A peculiar political meeting engaged the citizens of Cincinnati in December 1822. The next presidential election two years distant, but 50 or 60 of Cincinnati’s DeWitt Clinton supporters gathered to promote his unannounced candidacy. The meeting was a futile exercise; Clinton, just then concluding his first go-round as governor of New York, did not even enter the 1824 race.
But all of that is neither here nor there. The important question is: “How did those citizens hear about the meeting?” The Cincinnati Gazette of 31 December 1822, describes the publicity measures employed by the Clintonites:
“As some little noise has been made in our city, particularly by newspaper notices and the bell of the town crier, on the subject of making De Witt Clinton President of the United States, it may not be amiss to relate concisely the history of the affair . . . “
No surprise that the organizers of a political meeting would place notices in the local newspapers, but a town crier? With a bell? Didn’t town criers disappear with buckle shoes, tri-corner hats and powdered wigs? Not at all. There were town criers ringing bells and shouting “Oyez” in Cincinnati almost until the dawn of the 20th century. It must have been a fairly profitable occupation because, at one time, Cincinnati boasted five criers and several men, fully employed in other occupations, took on the role of town crier as a side hustle.
For example, Charles Hales, having lost election as Cincinnati coroner in 1843, placed advertisements announcing his new career as city crier.
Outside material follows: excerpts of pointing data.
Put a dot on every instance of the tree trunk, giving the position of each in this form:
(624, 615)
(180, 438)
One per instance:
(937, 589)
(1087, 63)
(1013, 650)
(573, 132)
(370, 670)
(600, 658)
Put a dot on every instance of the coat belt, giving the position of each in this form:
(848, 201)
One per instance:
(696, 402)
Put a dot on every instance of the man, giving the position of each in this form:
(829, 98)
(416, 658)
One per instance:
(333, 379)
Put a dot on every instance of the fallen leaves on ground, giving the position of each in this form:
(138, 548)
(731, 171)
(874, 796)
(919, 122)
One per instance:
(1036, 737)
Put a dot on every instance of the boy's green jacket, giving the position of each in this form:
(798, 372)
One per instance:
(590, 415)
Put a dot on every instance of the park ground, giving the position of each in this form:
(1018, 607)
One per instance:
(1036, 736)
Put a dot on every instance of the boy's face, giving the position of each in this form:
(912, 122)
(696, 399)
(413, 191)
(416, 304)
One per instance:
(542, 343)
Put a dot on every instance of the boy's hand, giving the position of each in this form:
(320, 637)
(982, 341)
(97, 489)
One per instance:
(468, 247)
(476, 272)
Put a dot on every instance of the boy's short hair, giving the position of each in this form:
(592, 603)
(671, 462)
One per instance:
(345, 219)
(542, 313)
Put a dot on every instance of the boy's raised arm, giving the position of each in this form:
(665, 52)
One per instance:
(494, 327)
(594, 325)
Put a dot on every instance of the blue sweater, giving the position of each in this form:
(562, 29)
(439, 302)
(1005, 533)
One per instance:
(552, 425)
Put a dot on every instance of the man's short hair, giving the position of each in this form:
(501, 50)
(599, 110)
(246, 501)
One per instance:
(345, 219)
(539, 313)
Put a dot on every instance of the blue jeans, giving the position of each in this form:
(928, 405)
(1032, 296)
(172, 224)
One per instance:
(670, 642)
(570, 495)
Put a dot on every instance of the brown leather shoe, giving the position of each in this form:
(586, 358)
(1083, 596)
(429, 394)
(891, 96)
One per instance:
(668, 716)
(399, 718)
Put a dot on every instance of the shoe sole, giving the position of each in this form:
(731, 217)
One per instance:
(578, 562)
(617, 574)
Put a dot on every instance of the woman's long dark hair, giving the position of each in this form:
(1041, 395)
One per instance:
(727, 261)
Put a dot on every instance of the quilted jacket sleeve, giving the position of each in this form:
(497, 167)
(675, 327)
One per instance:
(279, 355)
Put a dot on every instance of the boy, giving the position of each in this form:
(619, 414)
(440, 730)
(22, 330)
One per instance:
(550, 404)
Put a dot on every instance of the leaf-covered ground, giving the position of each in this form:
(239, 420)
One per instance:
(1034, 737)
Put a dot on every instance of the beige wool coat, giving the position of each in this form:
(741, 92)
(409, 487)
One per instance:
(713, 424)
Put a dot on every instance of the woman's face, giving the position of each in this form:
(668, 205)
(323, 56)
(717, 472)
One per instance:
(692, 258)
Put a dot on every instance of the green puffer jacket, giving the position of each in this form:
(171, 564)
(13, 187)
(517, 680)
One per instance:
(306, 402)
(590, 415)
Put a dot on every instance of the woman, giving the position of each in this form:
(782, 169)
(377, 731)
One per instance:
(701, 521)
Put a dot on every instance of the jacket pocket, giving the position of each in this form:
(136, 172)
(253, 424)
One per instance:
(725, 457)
In 1854, the newspapers reported that City Crier Hales was once again a candidate for his old position as coroner.
In 1841, the Cincinnati Republican newspaper carried an advertisement by John Armor proclaiming the new Washington Horse Market and Sales Stable on Sixth Street between Main and Sycamore. The horse dealers, according to the announcement, would also serve as city criers. It was apparently fairly common for salespeople, especially auctioneers who had developed stentorian voices to attract sales among noisy crowds, to put their talents to work for other types of proclamations.
While the fading image of a town crier has remained somewhat in the nation’s memory, the content of the crier’s cries has been mostly lost. In other words, after “Oyez,” or “Hear ye,” what did the crier cry?
Believe it or not, the most common duty for town criers was finding and returning lost children. In 1883, John Hewson, who was first recorded as town crier in 1831, returned to Cincinnati for a visit as recorded in the Cincinnati Commercial Tribune [3 August 1883]:
“All old timers will remember old Uncle John Hewson, who was the bell ringer for auctioneers in ante-bellum days, and also city crier for lost children, and who likewise was the doorkeeper for many years for the late John Bates, at the National Theater.”
What sort of spiel did the town crier recite on being hired to announce a lost child? A fair transcript appeared in the Cincinnati Gazette [29 June 1843]:
“The clock of the second church struck eight, and people in Fourth Street having counted the strokes, were just about to talk again, when the bell of the public crier stopped all tongues: — ‘A child found,’ shouted that functionary, ‘five years old; blue eyes, one black and blue; red hair; very dirty; had on, when found, calico clothes of no great value.’ Ding-ding.”
While disoriented ragamuffins were a constant in the city crier business, criers also invited attendance at public meetings, reported lost property and spread other miscellaneous chatter. Unlike the official town criers of colonial times, Cincinnati’s criers did not report the news unless someone paid them to do so. Cincinnati’s town criers did not hold official positions and anyone could become a town crier simply by advertising for business. There was one official function for which city criers were drafted into service. According to the Enquirer [23 July 1895]:
“John Hewson will be remembered by the older citizens of Cincinnati as the ‘Fire Crier,’ his duty being to ride over the city on the occasion of a fire and ring a bell to give the alarm.”
Otherwise, crying was a business. If you wanted the crier to announce something, you paid him—and it wasn’t cheap. An 1839 news item records the town crier’s fee at $1, which would be more than $25 in today’s currency.
The gig must have paid pretty well. An 1847 report notes that Thomas Ryland, city crier, owned a horse—a not inconsequential expense at the time. Ryland was a city crier for more than a decade. John Hewson rang his bell off and on for two decades. The city directory for 1850 lists four: Hewson and Ryland and also Henry Rider and Joseph Morrow. Hewson earned enough to buy a substantial farm in Indiana.
Over the course of the 19th century, the term “crier” covered a variety of professions. In addition to auctioneers, street vendors of oysters, hot tamales, vegetables and other items were known as criers. The courts had criers in the role now filled by bailiffs.
By 1900, Cincinnati’s city criers had all retired or adopted other titles. The tradition is still maintained in suburban Mariemont, where a town crier is an official and elected village position, complete with a bell and the habiliments of an 18th-century squire.